As a horticulturist, it’s only natural to form attachments with some plant species over others. You get to develop a deep understanding for which plants and flowers work well in specific applications and in combination with other varieties to achieve striking affects.
Here are some of my favourites.
“Lilly Pillys can be mixed in all their varieties and colours creating rich, textured hedging.”
Lilly Pillys have a spectacular thick foliage and glossy sheen that makes them ideal for hedging. They can be mixed in all their varieties and colours creating a rich, textured affect – or as a standout ornamental feature.
Waterhousia Floribunda, known as ‘Weeping Lilly Pilly’, is a particular favourite of mine. It offers a softer aesthetic than your average Lilly Pilly, with trusses of white fluffy flowers in summer followed by pale pink to pale green fruit. Waterhousia doesn’t need to be clipped too tightly because of its natural weeping nature.
“Conifers look fantastic within both formal and informal gardens.”
Conifers offer incredible diversity because they can be pruned to complement a particular design. Depending on how they are clipped, they look fantastic in both formal and informal gardens; a tighter clip for a formal look or a relaxed clip for a more natural aesthetic. They’re also ideal as hedging around swimming pools because they don’t drop leaves.
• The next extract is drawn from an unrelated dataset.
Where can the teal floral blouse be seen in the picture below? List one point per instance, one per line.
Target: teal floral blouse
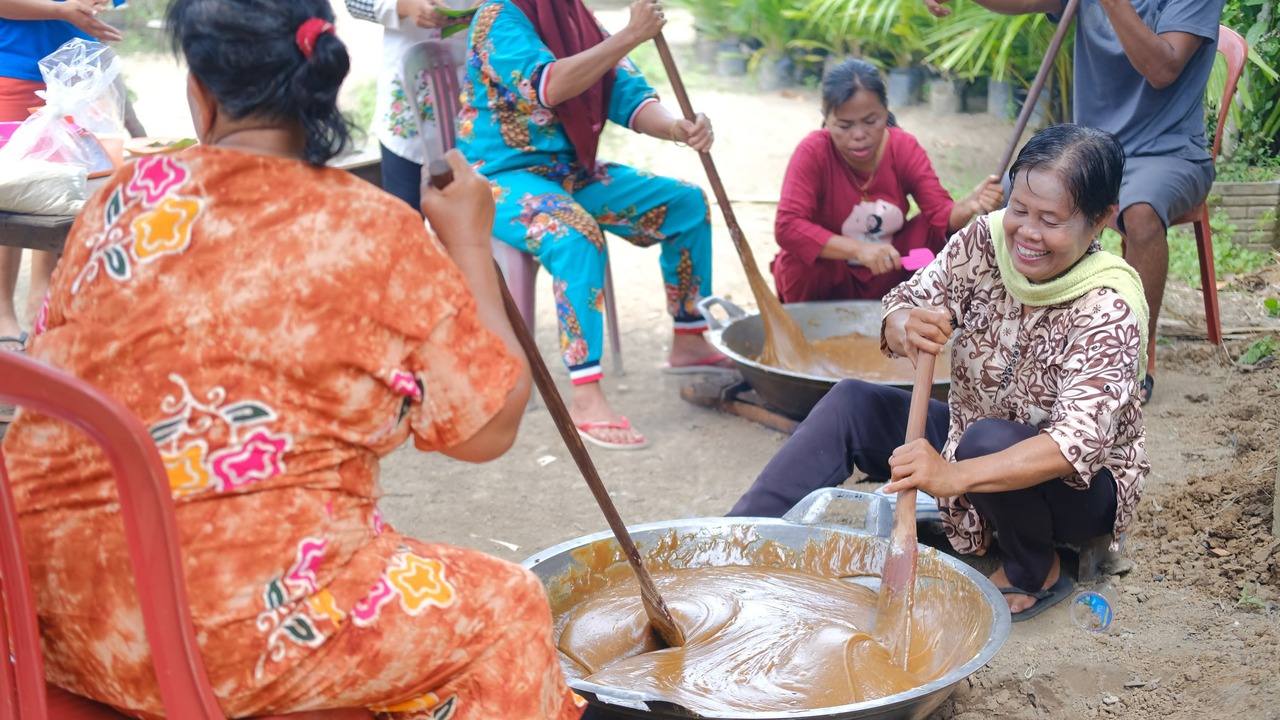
(504, 124)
“The art with succulents is to find the balance within the garden bed so they pop out to become a defining feature.”
In all their different colours and textures, succulents are easy to propagate by snapping off the branches and replanting them, extending the planting.
The art with succulents is to find the balance within the garden bed so they pop out and become a defining feature. Getting the right balance ensures one species doesn’t override the other, rather they all work together to create harmony and division. All you have to do is stand back and look at the wave of succulents that sweep through a well-designed garden bed to see how striking they can look.
“Nothing beats watching the leaves of a maple tree change colour through the seasons.”
Trees have so many benefits within a garden. They play a vital role in eco-systems, in the planet’s atmosphere, in our water systems and weather patterns. They also provide form, structure and feature within a garden design.
One of my favourite trees, is the deciduous maple. Nothing beats watching the leaves of a maple tree change colour through the seasons.
Forest pansy is another favourite. It has this gorgeous vivid pink flower in spring and sits as a small to medium size tree within your garden without over dominating. Forest pansies look particularly striking when planted amongst taller trees and lower planting.
“Topiary is an artform. It’s one of the skills that separates a high-end garden maintenance company like Botanic to a standard service.”
Topiary (pruning a tree or plant into a shape such as a ball, dome or cone) is popular in landscape design. It’s become an art in the way landscape designers use it. Twenty years ago, the trend leaned towards formal, predictable patterns, now people often want a more disrupted form of pruning. When topiary is pruned as natural formations that blend into each other they can almost give the appearance of clouds.
Topiary is an artform. It’s one of the skills that separates a high-end garden maintenance company like Botanic to a standard service. Trimming the joins between topiary balls is intricate, requiring experienced hands and the right equipment.
In modern landscape design, we also often see plantings, such as ligularia, planted amongst the topiary for a striking, glossy contrast.
“I love perennials like Salvias that can be clipped during the growing season to encourage full flower and a beautiful dense foliage.”
Perennials such as salvias and lavender can be the finishing touch for a garden, adding colour and diversity. We often clip them two to three times during the growing season to give them a second flush and to keep the bush dense.